And the guilt was growing, a small seedling that unfurled within him as he ran. He would take his mother with them, would send a rallying cry if he could. They would need help. The Champions had been defeated so quickly, and King Rhoam lay dead in the remains of his own throne. The hem of Zelda's dress was wet with her father's blood, her face wet with tears.

The small shoot of guilt whispered he'd failed her already. He'd failed them all. The window of possible victory had shot past them too fast, had closed before they'd even seen it.

But he couldn't stop running. He wasn't brave. Not in this. He was deathly afraid of losing her too.

"Link," she breathed, between lungfuls, "please, slow down―"

They couldn't slow down. But Link took several more heavy steps, then slowed to a stop, and turned to her, gulping down air.

She was taking heaving breaths, her hair in disarray, her eyes so full of tears it was a wonder she could see at all.

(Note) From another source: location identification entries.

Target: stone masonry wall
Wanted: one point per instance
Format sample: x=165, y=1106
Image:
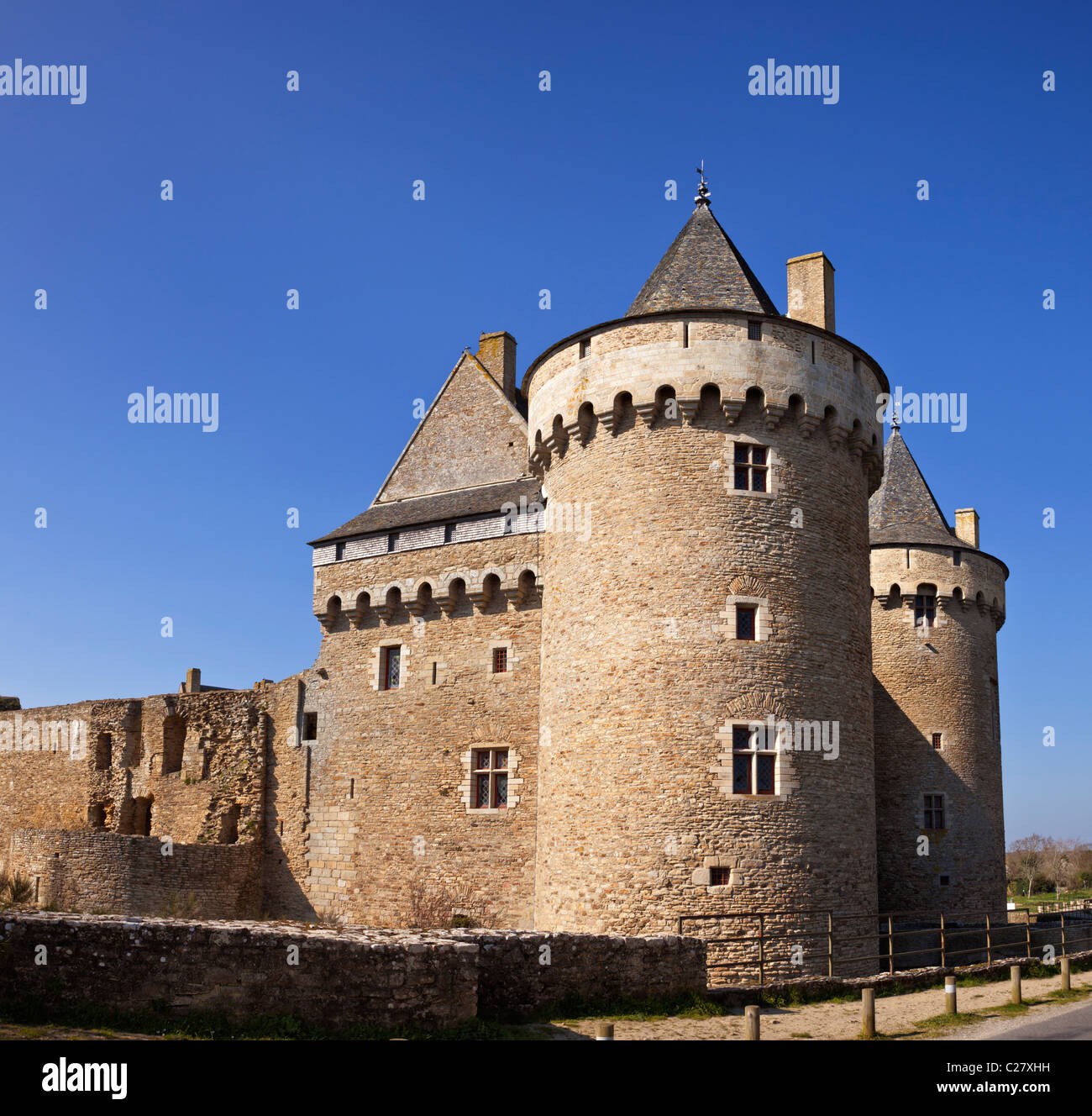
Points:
x=942, y=680
x=643, y=677
x=519, y=975
x=84, y=871
x=390, y=824
x=329, y=979
x=332, y=977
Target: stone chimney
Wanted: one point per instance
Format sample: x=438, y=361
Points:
x=497, y=353
x=811, y=290
x=967, y=526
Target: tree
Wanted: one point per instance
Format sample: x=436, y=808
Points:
x=1030, y=854
x=1060, y=863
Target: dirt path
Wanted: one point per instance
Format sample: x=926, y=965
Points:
x=895, y=1016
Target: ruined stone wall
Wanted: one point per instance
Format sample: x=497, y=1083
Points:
x=643, y=676
x=186, y=767
x=391, y=827
x=942, y=680
x=286, y=806
x=102, y=871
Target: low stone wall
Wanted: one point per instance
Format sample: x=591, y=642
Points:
x=328, y=977
x=819, y=987
x=333, y=977
x=92, y=871
x=522, y=972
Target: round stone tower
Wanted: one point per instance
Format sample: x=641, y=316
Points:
x=938, y=603
x=706, y=705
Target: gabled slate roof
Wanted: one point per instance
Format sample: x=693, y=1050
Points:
x=701, y=268
x=904, y=509
x=435, y=508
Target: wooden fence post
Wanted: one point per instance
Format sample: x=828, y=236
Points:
x=868, y=1013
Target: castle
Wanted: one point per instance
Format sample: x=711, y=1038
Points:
x=663, y=630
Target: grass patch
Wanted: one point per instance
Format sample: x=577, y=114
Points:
x=682, y=1006
x=948, y=1020
x=1063, y=997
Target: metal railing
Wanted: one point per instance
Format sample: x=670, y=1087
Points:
x=768, y=943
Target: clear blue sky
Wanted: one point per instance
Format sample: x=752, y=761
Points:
x=524, y=190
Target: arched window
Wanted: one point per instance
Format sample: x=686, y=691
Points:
x=925, y=606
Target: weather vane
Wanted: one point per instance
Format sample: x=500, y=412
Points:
x=703, y=187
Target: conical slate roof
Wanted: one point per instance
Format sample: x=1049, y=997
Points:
x=904, y=509
x=701, y=268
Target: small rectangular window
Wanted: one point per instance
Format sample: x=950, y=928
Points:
x=752, y=463
x=753, y=771
x=491, y=780
x=390, y=667
x=934, y=812
x=925, y=609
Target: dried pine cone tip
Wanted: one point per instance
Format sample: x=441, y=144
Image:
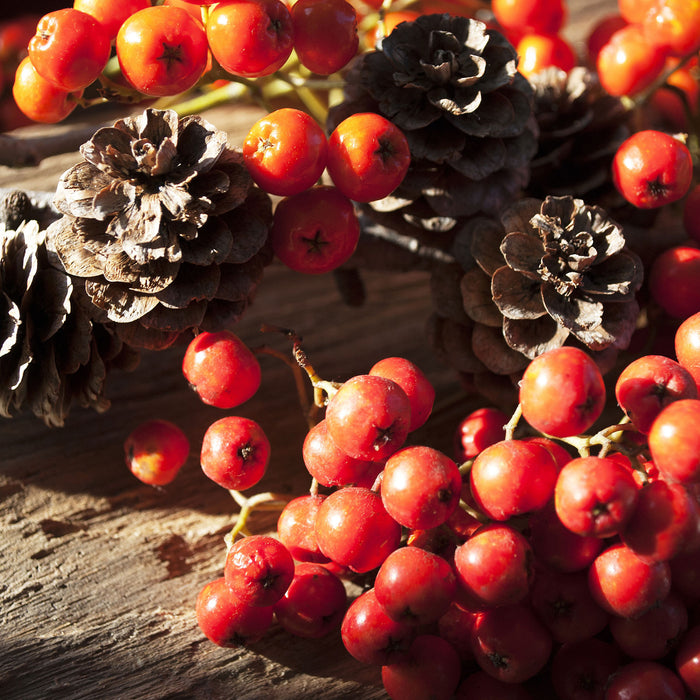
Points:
x=163, y=225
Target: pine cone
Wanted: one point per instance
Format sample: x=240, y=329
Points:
x=51, y=354
x=453, y=88
x=163, y=227
x=549, y=272
x=581, y=127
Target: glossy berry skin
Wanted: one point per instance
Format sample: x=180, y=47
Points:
x=431, y=671
x=648, y=384
x=296, y=528
x=420, y=392
x=494, y=566
x=111, y=14
x=155, y=451
x=624, y=585
x=512, y=477
x=258, y=569
x=368, y=156
x=228, y=621
x=325, y=34
x=420, y=487
x=314, y=604
x=510, y=643
x=315, y=231
x=478, y=430
x=651, y=169
x=371, y=636
x=354, y=530
x=285, y=152
x=221, y=369
x=162, y=50
x=60, y=53
x=562, y=392
x=627, y=63
x=674, y=441
x=250, y=38
x=665, y=519
x=687, y=659
x=655, y=633
x=369, y=417
x=414, y=585
x=687, y=346
x=39, y=99
x=595, y=496
x=673, y=281
x=235, y=452
x=650, y=679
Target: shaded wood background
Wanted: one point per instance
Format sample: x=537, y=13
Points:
x=99, y=573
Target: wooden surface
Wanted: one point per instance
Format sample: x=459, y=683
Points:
x=99, y=573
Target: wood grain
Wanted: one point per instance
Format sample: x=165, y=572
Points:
x=99, y=573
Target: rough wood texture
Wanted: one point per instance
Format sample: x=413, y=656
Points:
x=99, y=573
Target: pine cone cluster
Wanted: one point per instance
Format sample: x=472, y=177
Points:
x=163, y=227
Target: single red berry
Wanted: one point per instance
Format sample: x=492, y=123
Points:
x=155, y=451
x=285, y=152
x=562, y=392
x=227, y=620
x=495, y=566
x=414, y=585
x=314, y=604
x=258, y=570
x=354, y=530
x=250, y=38
x=512, y=477
x=420, y=487
x=624, y=585
x=221, y=369
x=413, y=381
x=368, y=156
x=651, y=169
x=325, y=34
x=431, y=671
x=648, y=384
x=162, y=50
x=674, y=441
x=673, y=281
x=315, y=231
x=369, y=417
x=235, y=452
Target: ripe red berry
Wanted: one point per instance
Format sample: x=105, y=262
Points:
x=155, y=451
x=250, y=38
x=652, y=168
x=325, y=34
x=315, y=231
x=369, y=417
x=285, y=152
x=235, y=452
x=258, y=570
x=162, y=50
x=368, y=156
x=562, y=392
x=221, y=369
x=227, y=620
x=60, y=53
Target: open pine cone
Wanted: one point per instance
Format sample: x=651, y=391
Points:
x=547, y=273
x=52, y=355
x=163, y=226
x=453, y=88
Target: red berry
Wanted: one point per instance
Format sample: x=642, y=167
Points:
x=652, y=169
x=221, y=369
x=155, y=451
x=235, y=452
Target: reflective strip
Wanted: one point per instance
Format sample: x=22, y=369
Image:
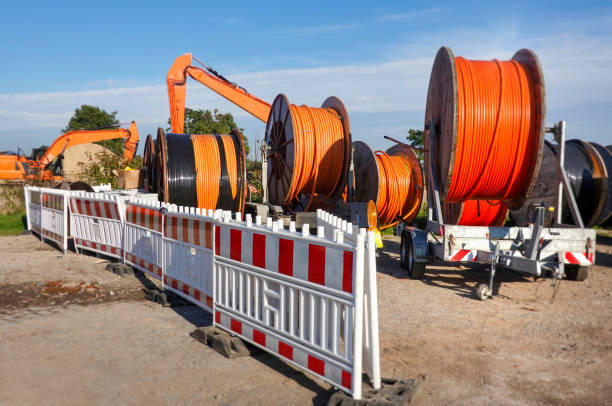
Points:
x=464, y=255
x=579, y=258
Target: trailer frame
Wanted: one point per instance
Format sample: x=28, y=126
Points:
x=556, y=251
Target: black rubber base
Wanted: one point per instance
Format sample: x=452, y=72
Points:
x=225, y=344
x=393, y=392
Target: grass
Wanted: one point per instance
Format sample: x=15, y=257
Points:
x=12, y=224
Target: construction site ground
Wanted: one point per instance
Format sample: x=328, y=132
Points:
x=73, y=333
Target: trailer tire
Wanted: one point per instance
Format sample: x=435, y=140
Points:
x=576, y=273
x=416, y=270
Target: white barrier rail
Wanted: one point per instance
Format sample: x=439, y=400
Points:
x=33, y=208
x=97, y=222
x=47, y=213
x=333, y=225
x=308, y=299
x=143, y=244
x=297, y=296
x=188, y=254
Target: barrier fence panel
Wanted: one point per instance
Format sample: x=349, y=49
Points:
x=97, y=222
x=188, y=254
x=54, y=216
x=371, y=345
x=143, y=239
x=33, y=208
x=297, y=296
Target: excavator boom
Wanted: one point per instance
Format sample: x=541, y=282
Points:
x=76, y=137
x=176, y=80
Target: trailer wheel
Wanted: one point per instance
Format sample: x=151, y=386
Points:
x=483, y=291
x=416, y=270
x=576, y=273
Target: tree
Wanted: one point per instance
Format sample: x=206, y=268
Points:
x=215, y=122
x=416, y=138
x=92, y=117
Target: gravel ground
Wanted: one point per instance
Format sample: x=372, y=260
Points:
x=72, y=333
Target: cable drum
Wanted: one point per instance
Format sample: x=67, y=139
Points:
x=206, y=171
x=587, y=176
x=393, y=180
x=475, y=213
x=308, y=153
x=545, y=191
x=606, y=159
x=489, y=121
x=150, y=165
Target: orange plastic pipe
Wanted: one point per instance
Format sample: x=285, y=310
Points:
x=496, y=130
x=176, y=81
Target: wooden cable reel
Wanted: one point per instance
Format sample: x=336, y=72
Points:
x=588, y=178
x=308, y=154
x=372, y=181
x=449, y=109
x=149, y=163
x=210, y=155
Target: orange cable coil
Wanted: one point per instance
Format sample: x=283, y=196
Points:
x=498, y=139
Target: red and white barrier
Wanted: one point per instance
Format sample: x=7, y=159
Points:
x=334, y=226
x=464, y=255
x=188, y=254
x=308, y=299
x=578, y=258
x=96, y=222
x=33, y=199
x=48, y=214
x=142, y=236
x=298, y=296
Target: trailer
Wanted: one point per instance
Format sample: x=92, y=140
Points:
x=558, y=251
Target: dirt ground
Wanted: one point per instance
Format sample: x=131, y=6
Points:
x=73, y=333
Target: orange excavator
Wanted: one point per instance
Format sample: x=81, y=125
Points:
x=19, y=167
x=176, y=81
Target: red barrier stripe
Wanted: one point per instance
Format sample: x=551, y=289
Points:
x=185, y=229
x=174, y=226
x=285, y=256
x=571, y=258
x=208, y=234
x=235, y=244
x=217, y=240
x=196, y=232
x=347, y=271
x=259, y=337
x=347, y=379
x=259, y=250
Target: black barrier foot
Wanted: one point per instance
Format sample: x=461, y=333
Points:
x=225, y=344
x=120, y=269
x=153, y=295
x=393, y=392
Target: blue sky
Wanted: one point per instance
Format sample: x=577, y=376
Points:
x=376, y=57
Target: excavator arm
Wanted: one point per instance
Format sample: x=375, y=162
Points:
x=176, y=80
x=76, y=137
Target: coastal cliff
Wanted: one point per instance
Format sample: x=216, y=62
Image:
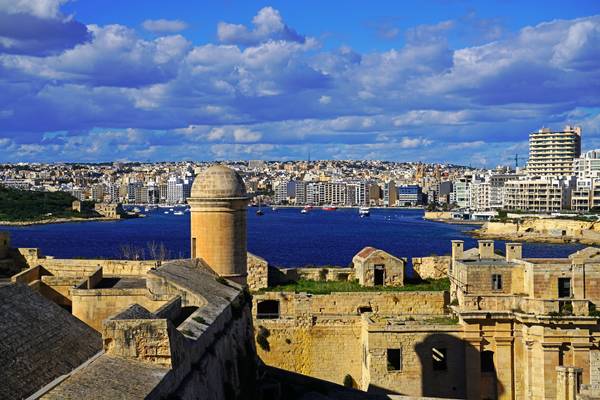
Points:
x=550, y=230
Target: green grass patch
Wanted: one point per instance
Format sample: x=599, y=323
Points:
x=442, y=321
x=326, y=287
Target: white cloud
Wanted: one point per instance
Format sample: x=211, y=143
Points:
x=245, y=135
x=325, y=99
x=38, y=8
x=164, y=25
x=268, y=24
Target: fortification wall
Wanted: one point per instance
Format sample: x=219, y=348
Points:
x=109, y=267
x=433, y=267
x=389, y=303
x=415, y=376
x=95, y=305
x=326, y=348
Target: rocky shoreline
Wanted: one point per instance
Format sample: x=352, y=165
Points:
x=55, y=221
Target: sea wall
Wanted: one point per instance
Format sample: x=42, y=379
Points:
x=438, y=215
x=542, y=230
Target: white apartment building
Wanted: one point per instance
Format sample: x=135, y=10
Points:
x=551, y=153
x=586, y=195
x=538, y=194
x=281, y=192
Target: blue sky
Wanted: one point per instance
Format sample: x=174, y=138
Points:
x=438, y=81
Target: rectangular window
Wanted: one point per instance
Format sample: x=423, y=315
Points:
x=564, y=287
x=438, y=357
x=496, y=282
x=394, y=357
x=487, y=361
x=379, y=275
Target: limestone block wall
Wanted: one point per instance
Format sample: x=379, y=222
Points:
x=258, y=273
x=365, y=268
x=434, y=267
x=416, y=376
x=292, y=305
x=323, y=347
x=479, y=279
x=96, y=305
x=109, y=267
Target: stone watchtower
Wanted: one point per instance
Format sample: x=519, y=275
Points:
x=218, y=206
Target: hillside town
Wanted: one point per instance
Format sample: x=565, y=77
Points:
x=557, y=177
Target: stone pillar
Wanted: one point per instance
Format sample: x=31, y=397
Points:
x=567, y=382
x=218, y=222
x=473, y=367
x=550, y=362
x=581, y=359
x=529, y=372
x=504, y=367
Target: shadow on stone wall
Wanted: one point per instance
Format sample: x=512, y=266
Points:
x=293, y=386
x=444, y=369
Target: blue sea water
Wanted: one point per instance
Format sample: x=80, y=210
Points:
x=284, y=237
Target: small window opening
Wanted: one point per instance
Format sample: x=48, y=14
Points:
x=267, y=309
x=496, y=282
x=487, y=361
x=394, y=358
x=438, y=356
x=379, y=276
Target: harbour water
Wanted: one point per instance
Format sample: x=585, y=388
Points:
x=284, y=237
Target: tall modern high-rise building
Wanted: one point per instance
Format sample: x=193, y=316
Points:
x=551, y=153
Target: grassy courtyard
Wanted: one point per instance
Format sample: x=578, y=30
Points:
x=326, y=287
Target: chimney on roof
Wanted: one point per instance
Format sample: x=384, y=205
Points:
x=458, y=247
x=486, y=249
x=514, y=251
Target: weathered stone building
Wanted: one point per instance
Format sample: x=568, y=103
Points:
x=504, y=327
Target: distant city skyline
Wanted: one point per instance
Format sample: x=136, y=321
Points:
x=460, y=82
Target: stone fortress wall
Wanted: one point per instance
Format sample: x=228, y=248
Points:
x=508, y=327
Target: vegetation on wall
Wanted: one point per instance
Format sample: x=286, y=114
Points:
x=25, y=205
x=326, y=287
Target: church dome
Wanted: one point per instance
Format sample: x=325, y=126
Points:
x=218, y=182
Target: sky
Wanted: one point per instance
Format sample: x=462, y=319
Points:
x=445, y=81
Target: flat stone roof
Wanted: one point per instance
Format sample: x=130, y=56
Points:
x=548, y=260
x=39, y=341
x=110, y=377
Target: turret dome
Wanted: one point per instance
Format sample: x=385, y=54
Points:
x=218, y=182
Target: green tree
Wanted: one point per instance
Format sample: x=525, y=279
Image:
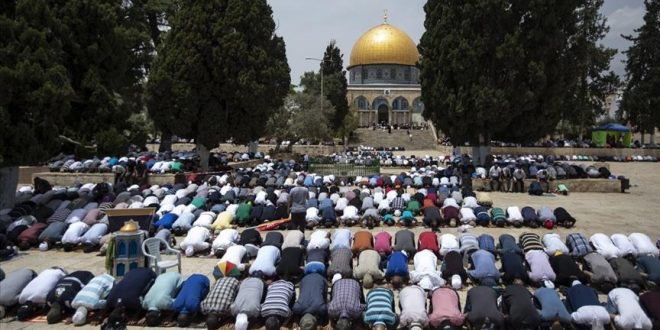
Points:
x=590, y=62
x=35, y=93
x=220, y=71
x=334, y=81
x=497, y=69
x=640, y=104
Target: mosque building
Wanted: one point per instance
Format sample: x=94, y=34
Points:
x=383, y=83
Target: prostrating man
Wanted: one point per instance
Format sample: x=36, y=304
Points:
x=347, y=303
x=481, y=308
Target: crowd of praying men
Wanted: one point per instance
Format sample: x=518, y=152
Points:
x=625, y=267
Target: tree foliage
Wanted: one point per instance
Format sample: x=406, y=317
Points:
x=70, y=68
x=502, y=69
x=35, y=92
x=335, y=84
x=220, y=73
x=640, y=104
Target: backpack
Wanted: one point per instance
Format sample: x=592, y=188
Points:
x=535, y=189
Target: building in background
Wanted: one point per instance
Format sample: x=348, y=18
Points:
x=383, y=83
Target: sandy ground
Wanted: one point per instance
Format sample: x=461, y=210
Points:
x=635, y=211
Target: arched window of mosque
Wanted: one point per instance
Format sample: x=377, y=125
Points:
x=361, y=103
x=418, y=105
x=400, y=103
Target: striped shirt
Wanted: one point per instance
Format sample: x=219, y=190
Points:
x=380, y=308
x=221, y=296
x=278, y=300
x=530, y=241
x=93, y=295
x=578, y=245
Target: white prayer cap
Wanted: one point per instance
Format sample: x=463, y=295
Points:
x=456, y=282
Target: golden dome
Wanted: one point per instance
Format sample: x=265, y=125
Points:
x=384, y=44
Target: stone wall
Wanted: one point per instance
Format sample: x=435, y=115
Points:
x=601, y=152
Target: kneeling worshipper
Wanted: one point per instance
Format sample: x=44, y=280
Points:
x=428, y=240
x=367, y=269
x=311, y=304
x=445, y=309
x=316, y=261
x=513, y=268
x=566, y=270
x=188, y=300
x=11, y=287
x=274, y=238
x=60, y=297
x=293, y=238
x=196, y=241
x=73, y=235
x=218, y=302
x=341, y=238
x=644, y=245
x=397, y=268
x=291, y=263
x=604, y=246
x=91, y=297
x=232, y=262
x=404, y=240
x=276, y=309
x=540, y=270
x=507, y=243
x=553, y=244
x=383, y=243
x=426, y=273
x=161, y=296
x=380, y=309
x=362, y=240
x=347, y=303
x=452, y=269
x=600, y=272
x=126, y=296
x=223, y=241
x=578, y=245
x=624, y=304
x=412, y=303
x=481, y=308
x=370, y=218
x=247, y=304
x=582, y=301
x=319, y=239
x=264, y=265
x=350, y=216
x=33, y=296
x=251, y=239
x=483, y=269
x=650, y=268
x=518, y=305
x=628, y=276
x=341, y=263
x=552, y=310
x=650, y=301
x=432, y=217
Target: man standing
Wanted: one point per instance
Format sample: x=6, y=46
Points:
x=298, y=204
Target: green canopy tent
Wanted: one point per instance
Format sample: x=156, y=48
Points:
x=599, y=135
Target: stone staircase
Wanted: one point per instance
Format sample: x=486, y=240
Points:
x=421, y=139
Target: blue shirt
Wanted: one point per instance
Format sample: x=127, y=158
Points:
x=397, y=265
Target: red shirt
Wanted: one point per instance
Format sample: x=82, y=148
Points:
x=428, y=240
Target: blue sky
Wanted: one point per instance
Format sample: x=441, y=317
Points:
x=308, y=25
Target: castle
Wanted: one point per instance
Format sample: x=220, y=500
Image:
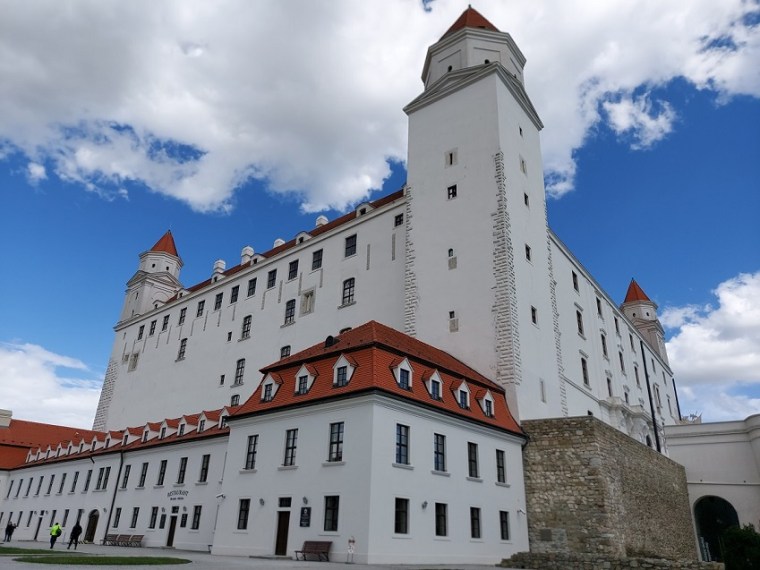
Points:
x=375, y=363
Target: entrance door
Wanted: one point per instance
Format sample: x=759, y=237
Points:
x=283, y=522
x=172, y=528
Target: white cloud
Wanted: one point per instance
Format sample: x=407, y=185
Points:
x=715, y=351
x=193, y=99
x=35, y=386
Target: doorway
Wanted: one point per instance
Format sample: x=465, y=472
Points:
x=283, y=523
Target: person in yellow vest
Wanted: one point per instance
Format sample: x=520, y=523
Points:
x=55, y=532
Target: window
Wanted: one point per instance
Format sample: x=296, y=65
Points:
x=125, y=477
x=402, y=444
x=290, y=311
x=441, y=516
x=401, y=518
x=504, y=524
x=439, y=452
x=336, y=442
x=243, y=510
x=293, y=270
x=316, y=259
x=348, y=291
x=472, y=459
x=474, y=522
x=239, y=371
x=250, y=452
x=331, y=513
x=245, y=331
x=182, y=349
x=143, y=475
x=181, y=471
x=291, y=439
x=161, y=472
x=205, y=460
x=501, y=468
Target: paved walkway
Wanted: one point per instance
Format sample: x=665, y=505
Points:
x=204, y=561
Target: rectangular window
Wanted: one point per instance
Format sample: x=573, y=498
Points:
x=439, y=452
x=441, y=519
x=143, y=474
x=331, y=513
x=316, y=260
x=239, y=371
x=501, y=468
x=125, y=477
x=203, y=476
x=348, y=291
x=504, y=524
x=291, y=440
x=401, y=518
x=290, y=311
x=243, y=510
x=161, y=472
x=402, y=444
x=182, y=470
x=350, y=248
x=336, y=442
x=474, y=522
x=293, y=270
x=250, y=452
x=472, y=459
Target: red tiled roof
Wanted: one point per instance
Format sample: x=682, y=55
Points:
x=166, y=244
x=635, y=293
x=375, y=348
x=470, y=18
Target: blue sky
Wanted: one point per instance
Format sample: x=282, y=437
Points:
x=179, y=116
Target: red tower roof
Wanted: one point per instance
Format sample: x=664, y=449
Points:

"Link," she gasped, holding her ribs, "we have…" She exhaled a few times, tried to catch her breath. "We have to go back. We can't leave them there."


The answer came to him before he could even voice the question. The Champions. Her father.

"Zelda," he breathed, shaking his head, the sorrow and the guilt combining into a powerful poison. "I'm sorry…"

"No," she sobbed, still breathless, "please, Link. Maybe they're not dead."

Mipha's unblinking eyes, the golden light utterly gone. Revali's ruffled feathers. Urbosa's bruised, sickly pale skin. Daruk's crumbling shoulder. Rhoam's blood. So much blood. Could they still be alive? "Zelda…"

The Castle rumbled again, and the oozing sound of the blighted copies of Ganon began to sound around the corner. So Link grabbed his princess' hand and pulled her along the hallway once more.

"Link," she begged, "once Ganon returns them to the Divine Beasts, they'll be impossible to recover―"

If she died, Link swore to himself, he would seek the highest tower in the world and throw himself from its summit. Or he would hunt Calamity Ganon and gladly fall to its blows. "They wouldn't want you to risk your life on their behalf." Even now, he could hear Urbosa raging at him, could anticipate Revali's smug admonishments, could imagine Mipha's quiet warnings and Daruk's loud outrage.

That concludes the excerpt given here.